【Unity】5.3以降AssetBundleの各種圧縮形式のパフォーマンス比較
Unity5.3になりAssetBundleが変わりました。で、AssetBundleのパフォーマンスについても大分変化したので、そこについて検証してみようと思います。
AssetBundleの新しい設定LZ4
Unity 5.3より今までの圧縮(LZMA)と非圧縮に加えて「LZ4」が追加されました。
LZ4はどんなものかと言えば、「ファイルサイズはLZMAよりは大きいが無圧縮よりは圧倒的に小さい」「ロード時間が無圧縮よりは長いがLZMAよりは短い」という特性を持っています。
表にすると、こんな感じです。
では、これを前提にパフォーマンスについて比較してみます。
検証方法について
比較する内容についてですが、テクスチャのロード時間を比較します。何故コレかと言えば、大体のゲームでこんな感じの事をやっているからです。
内容は解像度が「1280x1920」のスプライトを24枚ロードし、その時間を比較します。
AssetBundle(AB)からロードする方法ですが、3つのパターンで比較します。
- ABに8枚ずつ格納し、全てのスプライトを逐次ロードする(コード)
- ABに8枚ずつ格納し、全てのスプライトを一括ロードする(コード)
- ABに8枚ずつ格納、AB毎にスプライトを1枚だけロードする(コード)
- スプライト1枚含むABを24個用意し、スプライト3枚ロード(コード)
1は読込の純粋な読込速度の比較、2は1の効率化版、3はチャンク読みと通常の比較、4は各々のファイルを読んだ時のオーバーヘッドを見ています。
AssetBundleをロードするAPIは幾つかあるのですが、今回は最も効率の良いAssetBundle.LoadFromFileを使用します。
結果。無圧縮でかい、LZMA遅い、LZ4はその間
結果はこんな感じです。予想以上に分かりやすい差が出ました。
総じて「1つのAssetBundleから逐次ロード」より「1つのAssetBundleから一括ロード」の方が速く動作しています。
特にLZMAの方は解凍コストが高いらしく、AssetBundleから1つのスプライトを抽出するのにかなり高いコストを支払っています。このコストは傾向としてWWWと大体同じ感じっぽいので、WWWでAssetBundleを引っ張ってきているプロジェクトは、圧縮形式に関係なくかなりパフォーマンス的に対価を支払っていそうです。
全体を比較すると、
まず、非圧縮とLZMAのAssetBundleのファイルサイズ差が大体7倍近くあるのが目につきます。今まではLoadFromCacheOrDownloadを実行すると非圧縮に解凍していたので、アプリサイズを超圧迫していましたが、これは納得です。

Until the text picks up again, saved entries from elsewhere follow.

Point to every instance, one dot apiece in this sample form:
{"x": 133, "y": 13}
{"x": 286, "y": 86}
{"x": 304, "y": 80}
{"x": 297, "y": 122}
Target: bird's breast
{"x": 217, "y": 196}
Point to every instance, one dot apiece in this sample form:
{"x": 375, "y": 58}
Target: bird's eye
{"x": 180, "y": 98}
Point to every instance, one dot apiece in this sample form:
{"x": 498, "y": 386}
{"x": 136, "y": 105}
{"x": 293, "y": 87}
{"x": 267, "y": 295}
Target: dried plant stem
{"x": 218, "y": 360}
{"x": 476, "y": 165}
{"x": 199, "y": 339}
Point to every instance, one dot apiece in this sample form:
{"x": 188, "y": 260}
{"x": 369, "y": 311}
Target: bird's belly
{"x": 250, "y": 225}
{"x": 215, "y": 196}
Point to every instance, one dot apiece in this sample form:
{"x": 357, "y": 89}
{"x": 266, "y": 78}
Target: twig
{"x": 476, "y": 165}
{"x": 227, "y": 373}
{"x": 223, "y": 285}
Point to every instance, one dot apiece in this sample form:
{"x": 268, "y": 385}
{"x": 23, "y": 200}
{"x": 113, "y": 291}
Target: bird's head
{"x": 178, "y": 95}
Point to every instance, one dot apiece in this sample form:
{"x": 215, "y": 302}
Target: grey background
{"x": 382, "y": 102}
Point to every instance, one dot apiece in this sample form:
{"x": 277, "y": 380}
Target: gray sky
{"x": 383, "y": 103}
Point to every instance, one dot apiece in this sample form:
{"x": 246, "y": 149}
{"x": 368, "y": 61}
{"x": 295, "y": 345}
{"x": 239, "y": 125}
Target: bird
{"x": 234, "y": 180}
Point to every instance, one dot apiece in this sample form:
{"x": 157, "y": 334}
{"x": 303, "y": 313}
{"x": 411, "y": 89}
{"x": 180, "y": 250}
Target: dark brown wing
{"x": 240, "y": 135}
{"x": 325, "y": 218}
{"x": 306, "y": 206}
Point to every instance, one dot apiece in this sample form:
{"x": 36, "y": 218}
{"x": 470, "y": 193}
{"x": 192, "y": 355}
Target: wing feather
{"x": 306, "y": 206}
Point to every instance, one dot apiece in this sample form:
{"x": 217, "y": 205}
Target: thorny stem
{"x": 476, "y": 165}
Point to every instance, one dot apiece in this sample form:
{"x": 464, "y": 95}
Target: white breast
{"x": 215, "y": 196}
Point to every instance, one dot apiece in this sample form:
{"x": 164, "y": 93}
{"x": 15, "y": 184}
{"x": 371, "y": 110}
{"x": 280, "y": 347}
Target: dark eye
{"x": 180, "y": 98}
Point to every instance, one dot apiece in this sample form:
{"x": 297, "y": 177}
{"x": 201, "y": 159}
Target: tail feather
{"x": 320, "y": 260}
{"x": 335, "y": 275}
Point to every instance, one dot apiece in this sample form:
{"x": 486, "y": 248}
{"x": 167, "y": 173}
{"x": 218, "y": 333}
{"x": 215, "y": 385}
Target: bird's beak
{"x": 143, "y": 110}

逆にローディングのパフォーマンスですが、LZMAはLZ4と無圧縮と比較してかなり時間がかかっています。特に1AssetBundle1スプライトで一つロードするよりも無圧縮のAssetBundleに纏めた物を全部ロードした方が高速というのは中々に興味深い話です。
LZ4は割と良い間を取っています。ファイルサイズがLZMAよりも50%程大きいですが無圧縮よりはかなり小さく、ロード時間は無圧縮と比較して1.5倍程度ですがLZMAよりもかなり短いと、落ち着いています。
キャッシュとLZ4変換について
現在はLoadFromCacheOrDownloadを行った時にCaching.compressionEnabledがtrueだと、LZMAをLZ4へ再圧縮してくれるみたいです。

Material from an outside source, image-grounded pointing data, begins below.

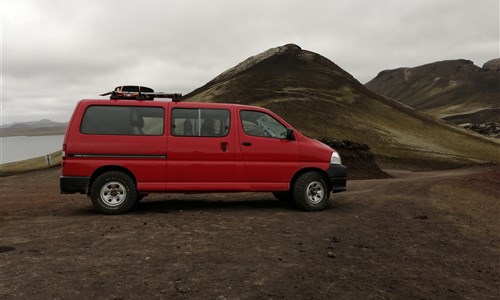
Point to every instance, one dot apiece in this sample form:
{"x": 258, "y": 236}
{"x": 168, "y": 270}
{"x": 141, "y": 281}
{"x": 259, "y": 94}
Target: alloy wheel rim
{"x": 315, "y": 192}
{"x": 113, "y": 193}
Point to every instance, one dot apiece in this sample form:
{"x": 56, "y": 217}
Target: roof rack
{"x": 137, "y": 92}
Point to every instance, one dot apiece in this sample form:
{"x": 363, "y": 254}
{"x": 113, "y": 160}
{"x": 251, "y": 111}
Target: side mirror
{"x": 289, "y": 134}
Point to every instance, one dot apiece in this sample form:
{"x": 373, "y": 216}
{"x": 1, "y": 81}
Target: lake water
{"x": 15, "y": 148}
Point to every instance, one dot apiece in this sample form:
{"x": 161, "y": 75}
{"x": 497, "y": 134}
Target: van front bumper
{"x": 73, "y": 184}
{"x": 338, "y": 177}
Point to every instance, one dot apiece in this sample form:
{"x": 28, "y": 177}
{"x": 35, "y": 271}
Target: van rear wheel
{"x": 113, "y": 193}
{"x": 310, "y": 192}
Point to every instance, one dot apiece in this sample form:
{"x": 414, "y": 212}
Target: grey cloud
{"x": 56, "y": 52}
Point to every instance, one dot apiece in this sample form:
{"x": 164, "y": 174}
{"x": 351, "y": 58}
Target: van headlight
{"x": 335, "y": 158}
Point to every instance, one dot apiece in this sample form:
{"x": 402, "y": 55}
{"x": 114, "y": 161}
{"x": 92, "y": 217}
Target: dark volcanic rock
{"x": 357, "y": 157}
{"x": 491, "y": 129}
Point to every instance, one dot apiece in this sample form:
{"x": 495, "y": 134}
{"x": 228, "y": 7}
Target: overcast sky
{"x": 55, "y": 52}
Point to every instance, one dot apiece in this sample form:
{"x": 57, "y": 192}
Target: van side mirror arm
{"x": 289, "y": 134}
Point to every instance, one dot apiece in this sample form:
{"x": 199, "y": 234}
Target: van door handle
{"x": 223, "y": 146}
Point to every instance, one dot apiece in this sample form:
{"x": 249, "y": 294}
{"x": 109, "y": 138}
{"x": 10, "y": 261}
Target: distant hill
{"x": 42, "y": 127}
{"x": 456, "y": 90}
{"x": 322, "y": 100}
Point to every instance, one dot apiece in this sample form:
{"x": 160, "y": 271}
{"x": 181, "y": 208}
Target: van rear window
{"x": 123, "y": 120}
{"x": 200, "y": 122}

上手く使うと、ダウンロードは最軽量のサイズでダウンロードしLZ4の速度で読み込めて、アプリサイズもLZ4並といった使い方が出来そうです。
ただ、まぁ、相変わらず*1起動時にキャッシュをチェックしてる感じの動きをするので、AssetBundleの数が膨大になる場合は自前でAssetBundleを管理運用する方が良いかもしれません。
もしくはLZMAをローカルで保持しておいて、必要な物だけローカルからLZMAをダウンロードしてLZ4としてキャッシュする方法。まぁ、これをするならLZ4を自前圧縮してネイティブプラグインで解凍・管理する方が理に適ってるかもしれませんが。
感想
LZ4対応や圧縮AssetBundleに対してLoadFromFileが使えるようになった事で、かなりAssetBundleを運用する上での選択肢が広がってる感じです。
ついでにUnityWebRequestと組み合わせれば、殆どmonoのヒープやLoadFromCacheOrDownloadを使わずAssetBundleをダウンロード→ロードの運用が出来るんじゃないかなって気がします。
各AssetBundleは使うと便利なタイミングが若干異なりますが、BuildPipeline的に異なる圧縮形式をビルドするのは面倒臭い所があるので、まぁケースバイケースで。
関連情報
*1:キャッシュ期限が過ぎたAssetBundleの破棄やサイズをチェックする為?